Avant la présidentielle en France, «guérilla numérique» autour des annonceurs publicitaires

  • A l'approche de l'élection présidentielle, marquée par l'entrée en lice du candidat d'extrême droite Eric Zemmour, la riposte numérique s'est formée
  • Parmi les «missions» que s'assignent les Corsaires de France: «défendre les marques invectivées» afin de «les soutenir ou les ramener à la raison» et «protéger» tout média

PARIS: Un nouveau front militant s'ouvre avant l'élection présidentielle française avec l'apparition des Corsaires de France, des militants numériques décidés à s'opposer au collectif Sleeping Giants, qui fait pression sur les marques en dénonçant les publicités placées dans des médias conservateurs et d'extrême droite. 

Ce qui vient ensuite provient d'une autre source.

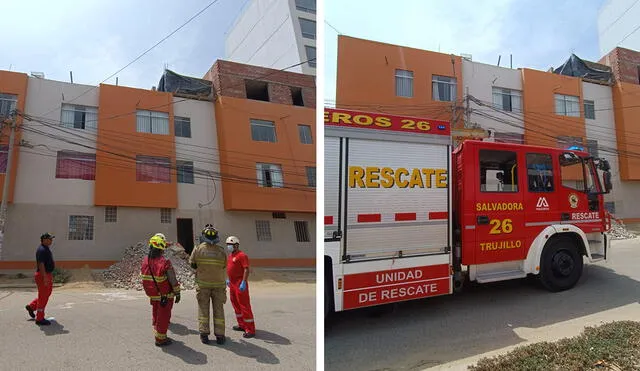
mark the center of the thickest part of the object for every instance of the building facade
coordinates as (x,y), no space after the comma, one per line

Des affiches au logo stylisé "Les Corsaires" avec pour slogan "Face aux Sleeping Giants à l'abordage" signalent depuis début décembre leur présence dans Paris, indiquant compte Twitter, QR code et site internet.


Les Corsaires se présentent comme une "armada numérique" hostile aux Sleeping Giants, un collectif né aux Etats-Unis qui interpelle sur les réseaux sociaux les annonceurs des médias très à droite ou véhiculant des discours racistes, xénophobes, etc., dans le but d'assécher leurs financements publicitaires.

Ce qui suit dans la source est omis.